- Born: 1584 Troyes
- Died: 1 June 1641 (aged 56–57) Château de Laplaud, Oradour-sur-Glane, Haute-Vienne
- Known for: Salon holder

= Marie Bruneau des Loges =

French Salon holder

Marie Bruneau des Loges (1584 – 1 June 1641), was a French salon holder.

==Biography==
She was the youngest daughter of Huguenot Sébastien Bruneau. Her father was wealthy and moved to Paris, when he became secretary to the King Henry IV.
Des Loges moved to La Rochelle with him when he retired. He moved to avoid persecution as a Huguenot.

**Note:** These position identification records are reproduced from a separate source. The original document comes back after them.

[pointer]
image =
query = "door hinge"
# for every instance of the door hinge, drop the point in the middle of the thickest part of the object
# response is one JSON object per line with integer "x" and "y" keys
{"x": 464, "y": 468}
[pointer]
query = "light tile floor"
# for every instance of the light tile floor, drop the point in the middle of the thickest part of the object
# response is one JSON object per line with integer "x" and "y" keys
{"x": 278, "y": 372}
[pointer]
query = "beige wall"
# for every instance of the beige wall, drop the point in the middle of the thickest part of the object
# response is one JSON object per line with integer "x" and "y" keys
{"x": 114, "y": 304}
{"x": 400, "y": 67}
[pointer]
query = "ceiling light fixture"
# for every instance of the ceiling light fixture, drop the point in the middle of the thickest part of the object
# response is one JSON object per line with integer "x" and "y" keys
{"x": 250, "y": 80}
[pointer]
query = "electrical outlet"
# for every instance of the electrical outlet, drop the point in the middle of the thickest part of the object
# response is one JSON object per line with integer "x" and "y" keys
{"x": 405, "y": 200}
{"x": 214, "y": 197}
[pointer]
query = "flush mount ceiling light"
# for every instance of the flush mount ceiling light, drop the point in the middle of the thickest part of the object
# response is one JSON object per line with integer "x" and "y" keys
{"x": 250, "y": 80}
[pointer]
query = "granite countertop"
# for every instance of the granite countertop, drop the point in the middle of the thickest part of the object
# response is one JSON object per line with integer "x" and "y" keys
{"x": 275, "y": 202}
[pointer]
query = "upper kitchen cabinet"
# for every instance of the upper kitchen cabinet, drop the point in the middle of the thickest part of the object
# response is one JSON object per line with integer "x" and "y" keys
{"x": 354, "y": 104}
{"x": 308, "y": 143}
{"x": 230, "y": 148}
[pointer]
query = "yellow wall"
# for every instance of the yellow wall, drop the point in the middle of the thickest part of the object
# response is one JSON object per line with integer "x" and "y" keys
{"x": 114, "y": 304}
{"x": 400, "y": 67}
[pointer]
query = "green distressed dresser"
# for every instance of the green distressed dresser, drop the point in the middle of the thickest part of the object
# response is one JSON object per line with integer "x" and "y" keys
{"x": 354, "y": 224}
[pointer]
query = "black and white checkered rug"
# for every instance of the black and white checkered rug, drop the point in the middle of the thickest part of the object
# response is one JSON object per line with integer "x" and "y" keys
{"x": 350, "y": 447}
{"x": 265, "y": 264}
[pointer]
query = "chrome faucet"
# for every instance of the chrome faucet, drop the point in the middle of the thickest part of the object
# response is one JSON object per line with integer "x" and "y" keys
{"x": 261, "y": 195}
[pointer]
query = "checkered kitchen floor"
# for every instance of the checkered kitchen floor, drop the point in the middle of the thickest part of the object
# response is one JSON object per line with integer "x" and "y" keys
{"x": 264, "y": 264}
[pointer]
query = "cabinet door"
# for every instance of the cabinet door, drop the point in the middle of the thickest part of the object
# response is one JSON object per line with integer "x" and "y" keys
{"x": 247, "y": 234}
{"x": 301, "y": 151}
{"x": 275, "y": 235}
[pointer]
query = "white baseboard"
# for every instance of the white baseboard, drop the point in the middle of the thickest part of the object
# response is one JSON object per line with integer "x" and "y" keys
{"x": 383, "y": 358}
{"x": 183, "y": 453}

Des Loges married Charles de Rechignevoisin, lord of a noble family from Poitou. She began to hold salons in 1603 where her charm and spirit made her a celebrity in Paris. Her salons were popular and she was well loved in court. While des Loges was a popular figure under Louis XIII, she got caught up in the court intrigues around Gaston, Duke of Orléans. She moved out of Paris in 1629 due to an order from Cardinal Richelieu. She moved with her eldest daughter who had married M. d'Oradour. Des Loges did not come back to Paris until 1636. She had two sons die in battle, one in 1620 at the Battle of Prague and the other in 1637 at the siege of Breda.